La question des retraites s'est également imposée dans les discussions au sein du camp de l'actuelle favorite des sondages, Marine Le Pen.

Allié du Rassemblement national depuis les législatives anticipées de 2024, Éric Ciotti (UDR) a espéré dimanche "une évolution" du RN sur le relèvement de l'âge légal de départ.

Pour lui, non seulement "il faudra travailler plus longtemps" mais il souhaite aussi "ajouter un étage de capitalisation" au système actuel par répartition.

Or Marine Le Pen défendait encore avant l'été un retour aux 62 ans, voire 60 ans pour ceux qui ont commencé à travailler tôt, et ouvrait seulement la porte à une part de capitalisation "volontaire".

Une ligne qui ne convainc pas non plus le président du parti Jordan Bardella, dont les positions sur le sujet étaient plus proches de celles de l'UDR.

"Je sais que c'est un sujet qui, chez eux, est en cours de réflexion et qui, je l'espère, marquera une évolution par rapport aux positions passées", a affirmé Éric Ciotti.

- "Tous les retraités"-

Quant au gouvernement, plongé dans l'élaboration d'un budget 2027 dont l'adoption s'annonce plus que délicate dans une Assemblée fracturée à quelques mois de l'échéance présidentielle, il a relancé l'idée d'un gel partiel des pensions pour les plus aisés afin de freiner les dépenses.

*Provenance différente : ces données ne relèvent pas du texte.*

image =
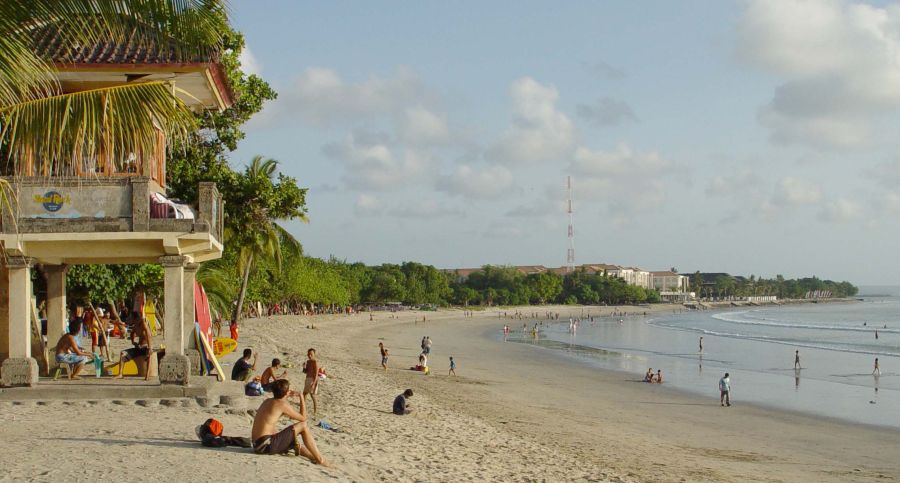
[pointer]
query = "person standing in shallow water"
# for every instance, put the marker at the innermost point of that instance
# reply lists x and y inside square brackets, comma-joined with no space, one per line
[725,390]
[384,354]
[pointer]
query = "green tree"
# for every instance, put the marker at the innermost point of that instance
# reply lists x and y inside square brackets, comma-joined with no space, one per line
[263,200]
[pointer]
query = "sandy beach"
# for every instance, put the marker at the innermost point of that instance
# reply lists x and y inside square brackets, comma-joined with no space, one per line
[514,413]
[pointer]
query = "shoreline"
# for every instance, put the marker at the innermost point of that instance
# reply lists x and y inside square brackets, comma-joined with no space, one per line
[512,414]
[768,429]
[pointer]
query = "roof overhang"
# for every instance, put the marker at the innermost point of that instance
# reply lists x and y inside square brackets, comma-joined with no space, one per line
[204,82]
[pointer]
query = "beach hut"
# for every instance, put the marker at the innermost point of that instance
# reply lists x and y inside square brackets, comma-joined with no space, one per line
[110,207]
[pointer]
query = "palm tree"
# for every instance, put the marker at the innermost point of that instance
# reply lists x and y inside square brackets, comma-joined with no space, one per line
[39,121]
[256,234]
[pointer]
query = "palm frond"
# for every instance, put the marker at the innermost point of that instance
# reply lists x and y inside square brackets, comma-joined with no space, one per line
[220,284]
[63,131]
[186,28]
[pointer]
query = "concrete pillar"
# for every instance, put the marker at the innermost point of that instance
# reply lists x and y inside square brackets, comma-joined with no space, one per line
[190,346]
[190,274]
[57,314]
[19,369]
[20,295]
[4,309]
[175,367]
[174,294]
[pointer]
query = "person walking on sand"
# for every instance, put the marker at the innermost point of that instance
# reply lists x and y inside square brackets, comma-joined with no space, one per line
[401,407]
[310,386]
[265,438]
[725,390]
[384,354]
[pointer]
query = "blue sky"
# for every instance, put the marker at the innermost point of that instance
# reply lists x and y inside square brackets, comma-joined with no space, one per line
[755,137]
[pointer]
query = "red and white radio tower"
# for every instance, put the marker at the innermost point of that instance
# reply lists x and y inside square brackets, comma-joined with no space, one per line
[570,253]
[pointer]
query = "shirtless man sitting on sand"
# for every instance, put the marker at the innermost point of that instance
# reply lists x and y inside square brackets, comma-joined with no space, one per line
[68,352]
[266,440]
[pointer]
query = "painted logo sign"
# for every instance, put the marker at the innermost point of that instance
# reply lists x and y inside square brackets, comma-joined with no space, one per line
[52,201]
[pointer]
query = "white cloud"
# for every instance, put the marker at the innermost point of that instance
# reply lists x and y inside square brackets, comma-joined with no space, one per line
[421,127]
[426,210]
[887,173]
[367,205]
[733,183]
[606,112]
[488,182]
[794,192]
[840,211]
[623,161]
[249,63]
[373,164]
[539,132]
[321,96]
[839,62]
[604,70]
[624,180]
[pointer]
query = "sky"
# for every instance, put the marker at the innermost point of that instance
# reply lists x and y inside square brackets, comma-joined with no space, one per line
[751,137]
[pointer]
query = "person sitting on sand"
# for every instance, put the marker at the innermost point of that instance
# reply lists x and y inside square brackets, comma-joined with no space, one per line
[265,438]
[68,352]
[243,368]
[310,386]
[268,378]
[384,354]
[142,348]
[401,407]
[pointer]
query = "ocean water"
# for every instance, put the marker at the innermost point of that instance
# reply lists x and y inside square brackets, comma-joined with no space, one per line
[756,345]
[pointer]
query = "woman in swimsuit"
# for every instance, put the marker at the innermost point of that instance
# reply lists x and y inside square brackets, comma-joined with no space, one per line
[384,354]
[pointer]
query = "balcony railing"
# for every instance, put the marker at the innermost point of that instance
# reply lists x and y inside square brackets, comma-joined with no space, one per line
[102,204]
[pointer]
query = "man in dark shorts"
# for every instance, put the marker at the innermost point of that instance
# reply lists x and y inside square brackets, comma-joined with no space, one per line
[401,407]
[266,440]
[142,348]
[268,378]
[243,368]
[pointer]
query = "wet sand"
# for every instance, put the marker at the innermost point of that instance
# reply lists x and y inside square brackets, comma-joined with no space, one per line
[515,413]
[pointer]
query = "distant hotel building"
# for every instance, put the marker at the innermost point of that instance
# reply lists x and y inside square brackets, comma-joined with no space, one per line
[669,282]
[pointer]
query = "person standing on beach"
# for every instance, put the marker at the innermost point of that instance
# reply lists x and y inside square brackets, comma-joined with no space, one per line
[401,407]
[384,353]
[311,385]
[725,390]
[243,368]
[265,438]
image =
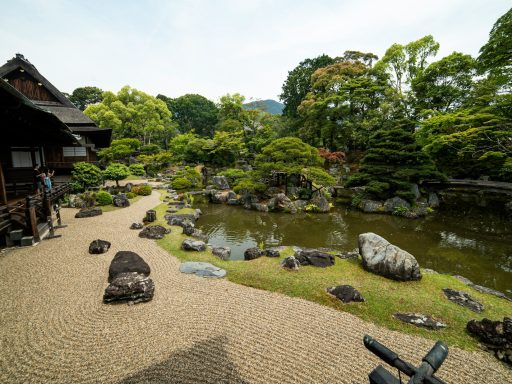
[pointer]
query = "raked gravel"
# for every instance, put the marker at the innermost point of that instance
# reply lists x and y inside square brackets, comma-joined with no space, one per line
[54,327]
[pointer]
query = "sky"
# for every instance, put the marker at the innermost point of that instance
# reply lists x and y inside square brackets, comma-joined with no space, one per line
[215,47]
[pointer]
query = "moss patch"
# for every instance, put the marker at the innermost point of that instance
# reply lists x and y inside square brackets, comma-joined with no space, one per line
[384,297]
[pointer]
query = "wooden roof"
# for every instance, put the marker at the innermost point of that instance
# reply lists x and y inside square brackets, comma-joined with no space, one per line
[24,123]
[59,106]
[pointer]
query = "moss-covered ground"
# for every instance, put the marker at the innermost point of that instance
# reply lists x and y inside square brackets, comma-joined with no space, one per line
[384,297]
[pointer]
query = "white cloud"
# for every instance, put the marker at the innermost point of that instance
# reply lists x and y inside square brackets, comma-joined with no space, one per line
[224,46]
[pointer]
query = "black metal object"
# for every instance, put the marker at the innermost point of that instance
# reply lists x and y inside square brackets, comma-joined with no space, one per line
[419,375]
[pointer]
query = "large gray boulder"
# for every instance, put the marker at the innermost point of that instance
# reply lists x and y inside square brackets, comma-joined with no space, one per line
[281,203]
[193,245]
[131,287]
[221,252]
[220,182]
[385,259]
[314,257]
[98,246]
[120,200]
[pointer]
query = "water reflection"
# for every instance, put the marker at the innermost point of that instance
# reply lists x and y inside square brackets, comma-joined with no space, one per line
[478,247]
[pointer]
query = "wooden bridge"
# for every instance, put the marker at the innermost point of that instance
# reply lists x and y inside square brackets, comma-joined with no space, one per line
[32,215]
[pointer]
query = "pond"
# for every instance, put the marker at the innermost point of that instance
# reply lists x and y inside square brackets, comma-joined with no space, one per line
[474,244]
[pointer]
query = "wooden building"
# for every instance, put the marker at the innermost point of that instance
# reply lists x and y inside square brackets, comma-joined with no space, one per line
[19,158]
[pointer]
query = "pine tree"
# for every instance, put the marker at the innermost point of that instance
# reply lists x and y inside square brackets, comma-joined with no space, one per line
[393,162]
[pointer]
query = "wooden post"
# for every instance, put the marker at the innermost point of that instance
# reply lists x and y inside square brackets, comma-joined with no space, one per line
[31,218]
[3,192]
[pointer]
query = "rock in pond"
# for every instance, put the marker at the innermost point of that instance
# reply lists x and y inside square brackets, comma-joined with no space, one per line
[291,263]
[385,259]
[463,299]
[496,336]
[220,182]
[88,212]
[127,261]
[346,293]
[314,257]
[252,253]
[193,245]
[420,320]
[120,200]
[202,269]
[131,287]
[154,232]
[98,246]
[221,252]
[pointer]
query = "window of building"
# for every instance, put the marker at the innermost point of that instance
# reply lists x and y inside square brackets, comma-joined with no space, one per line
[74,151]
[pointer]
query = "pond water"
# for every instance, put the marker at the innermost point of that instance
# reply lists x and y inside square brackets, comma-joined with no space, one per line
[474,244]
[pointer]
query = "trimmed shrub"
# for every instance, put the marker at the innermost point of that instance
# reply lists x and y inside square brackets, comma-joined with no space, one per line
[181,183]
[142,190]
[137,169]
[103,198]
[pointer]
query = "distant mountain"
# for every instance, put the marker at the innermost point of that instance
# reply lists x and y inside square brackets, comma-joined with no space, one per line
[270,106]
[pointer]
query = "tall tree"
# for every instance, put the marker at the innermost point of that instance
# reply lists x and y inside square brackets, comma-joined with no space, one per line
[84,96]
[298,83]
[132,113]
[193,112]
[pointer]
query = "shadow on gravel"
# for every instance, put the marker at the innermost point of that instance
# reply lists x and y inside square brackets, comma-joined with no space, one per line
[206,362]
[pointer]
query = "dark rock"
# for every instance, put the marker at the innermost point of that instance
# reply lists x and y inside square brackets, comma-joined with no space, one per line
[395,202]
[120,200]
[99,246]
[154,232]
[131,287]
[188,227]
[314,257]
[281,203]
[88,212]
[127,261]
[462,298]
[193,245]
[290,262]
[150,216]
[495,336]
[271,252]
[433,200]
[252,253]
[220,182]
[202,269]
[420,320]
[371,206]
[346,293]
[321,203]
[385,259]
[223,253]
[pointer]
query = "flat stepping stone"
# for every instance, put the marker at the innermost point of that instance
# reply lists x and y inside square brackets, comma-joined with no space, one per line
[420,320]
[463,299]
[202,269]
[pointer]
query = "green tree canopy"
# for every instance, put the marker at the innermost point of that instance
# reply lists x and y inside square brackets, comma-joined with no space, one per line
[193,112]
[134,114]
[84,96]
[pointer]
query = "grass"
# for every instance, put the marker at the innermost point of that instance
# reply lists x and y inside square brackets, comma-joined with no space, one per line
[110,208]
[384,297]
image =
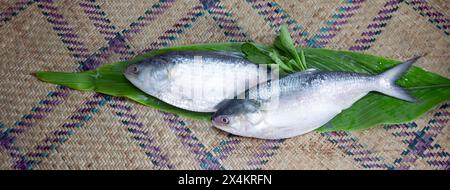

S'il a promis de "préserver les retraités les plus modestes", le ministre des Finances Roland Lescure touche à un sujet sensible, sur lequel nombre de ses prédécesseurs se sont cassé les dents.

Les retraités votant davantage que les actifs, la question d'une moindre revalorisation des pensions est systématiquement rejetée par tous les camps politiques d'opposition.

Cette mesure de désindexation pourrait faire économiser plusieurs milliards d'euros, selon les modalités retenues. Reste à savoir quel seuil de pension serait défini et si l'opposition parlementaire laisserait passer cette nouvelle tentative.

Pas du côté de La France insoumise en tout cas. "Le gouvernement nous dit qu'on peut faire 6 milliards d'euros d'économies", a pesté mardi le député Manuel Bompard. "Si vous décidez de ne pas indexer la pension de retraite des personnes qui gagnent plus de 2.500 euros nets de retraite, vous avez une recette à peu près de 1,5 milliard d'euros", a-t-il argué, alertant sur une mesure qui toucherait en réalité "tous les retraités".